前奏曲
耳元で何かが囁いていた。
この頃よく聞こえて来る唸りのような声だ。
怨嗟、恐怖、後悔。そんな負の感情ばかりが何もいないはずの傍から語りかけて来る感覚。
最初は何かの空耳かと思った。けれどここには音の立つものなど殆ど存在しない。そもそも意図して音を立てようなどとは思わない。
個人的に物静かな方が性に合っているのだ。
だからこそ余計に気になった。
この身は妖精で、既に短い人間の一生ほどの時間を生きた。そろそろこの体も終わりが近いのかもしれない。幻聴とはその前触れの可能性もあるだろう。
けれど、まだ消えるわけにはいかない。
この身が抱える魂を救済するまでは、まだ逝く事は出来ない。
老いぼれの戯言だ。

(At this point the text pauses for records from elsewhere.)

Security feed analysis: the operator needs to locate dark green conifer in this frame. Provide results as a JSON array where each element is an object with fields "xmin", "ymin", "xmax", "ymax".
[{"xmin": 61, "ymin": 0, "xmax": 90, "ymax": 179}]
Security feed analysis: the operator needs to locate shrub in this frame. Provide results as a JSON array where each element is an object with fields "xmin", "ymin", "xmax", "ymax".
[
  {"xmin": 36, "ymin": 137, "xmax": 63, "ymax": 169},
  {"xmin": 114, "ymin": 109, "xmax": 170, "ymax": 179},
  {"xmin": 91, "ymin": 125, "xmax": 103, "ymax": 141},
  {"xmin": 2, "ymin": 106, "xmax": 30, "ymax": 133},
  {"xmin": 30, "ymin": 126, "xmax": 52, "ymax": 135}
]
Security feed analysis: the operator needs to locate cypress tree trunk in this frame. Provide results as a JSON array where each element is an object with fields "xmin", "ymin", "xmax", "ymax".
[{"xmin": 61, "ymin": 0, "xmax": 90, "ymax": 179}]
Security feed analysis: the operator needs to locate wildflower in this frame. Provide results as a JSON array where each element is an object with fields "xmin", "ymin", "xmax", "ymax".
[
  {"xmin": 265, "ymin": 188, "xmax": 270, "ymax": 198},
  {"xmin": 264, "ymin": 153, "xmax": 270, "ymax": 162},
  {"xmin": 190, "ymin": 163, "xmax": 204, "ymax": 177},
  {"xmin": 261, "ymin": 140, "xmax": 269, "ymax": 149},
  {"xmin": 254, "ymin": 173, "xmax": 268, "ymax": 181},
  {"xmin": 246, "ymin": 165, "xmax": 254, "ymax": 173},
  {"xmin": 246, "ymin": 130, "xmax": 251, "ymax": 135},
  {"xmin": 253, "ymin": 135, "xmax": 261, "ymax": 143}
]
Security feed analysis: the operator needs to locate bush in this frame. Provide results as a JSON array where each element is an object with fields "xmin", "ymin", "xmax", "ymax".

ただの本望だ。
だけれども、この身で成す事のできる僅かな役目。今までもそうして来た通過儀礼。
その役目を放り出して一人命を全うする事は出来ない。
これはわたしに課せられた仕事であり、科せられた戒め。
きっと前のわたしもそうしてきたはずの、種としての定め。
……あと少し。ほんの僅かの辛抱だ。そうすればこの軋むような体の異変にもきっと答えを導き出せる。
そのとき、わたしがどんな選択をするのかはまだ分からぬことだけれど。
可能な事ならば、まだ彼といたい。
わたしは彼のお陰で、この歪んだ使命を成し遂げる事ができるのだから。
出来る限り彼に感謝を伝えたいのだ。